Etsy rallies its crafter troops: ‘Start making face masks’
Etsy crafts never seemed like essential goods. But on Friday, the same day the White House announced guidelines that Americans should wear masks outside of the home to help prevent the spread of COVID-19, Etsy sent a push notification to every craftsperson on its website in the U.S.: “Calling all sellers,” it said. “Start making face masks.”
The website is becoming a go-to destination for homemade cloth masks. Etsy says there was an average of one mask-related search on the site every two seconds in March. Last week, more than 10,000 sellers sold at least one mask apiece.
Unlike the medical-grade equipment now in woefully short supply at U.S. hospitals, cloth masks can be quickly constructed by anyone with a sewing machine and some elastic.

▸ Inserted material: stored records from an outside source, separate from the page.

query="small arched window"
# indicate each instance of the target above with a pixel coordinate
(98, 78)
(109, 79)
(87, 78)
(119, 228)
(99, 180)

That means the skillsets of legions of Etsy crafters are suddenly in very high demand. “The Etsy community is uniquely positioned to address this crucial need,” the company’s CEO, Josh Silverman, wrote in a blog post.
Etsy sellers have rallied to the call. Emily Egbert had been working as a dermatologist’s assistant in Idaho until stay-at-home orders shut down the office. She started making masks on her Etsy site BleuJune, mostly to have something to do while watching TV. Quickly, the orders started picking up. “We went from 17 orders in a day to over 100,” Egbert says. Then, last week, when news reports emerged about the possibility that the U.S. would recommend masks for all Americans, demand skyrocketed.
Egbert recruited her boyfriend, and her parents came down from the cabin where they were sheltering in place, to set up a makeshift assembly line. The work day can stretch to 18 hours, she says. Her parents are doing 12-hours shifts, and her boyfriend sometimes works through the night.
Mask-making efforts have been likened to the Victory Gardens, the World War I movement when citizens grew their own food to aid the war effort. In Etsy’s case, it may be an example of the gig economy working as intended, even as the model comes under intense strain during the economic crisis and many people are left fending for themselves without adequate worker protections. (In a tiny example of the frenzied response, Etsy’s initial call to arms contained a typo: “Start making facing masks.”)
Nina Pustylnik runs an Etsy store called UthinkitNinaMakeit that until recently sold personalized textiles like baby and dog towels with tiny, built-in hoods. Since the pandemic started, Pustylnik’s hours teaching medical assistants were reduced, and now she and her sister have been putting in long shifts making face masks, according to her daughter, Tatyana Pustylnik. Nina turned to Tatyana, who’s located in North Carolina, to help with the logistics of running an online store since mask orders spiked.
“I keep looking at the numbers and the messages and everything, and they just keep increasing and increasing,” Tatyana says. “It’s crazy.”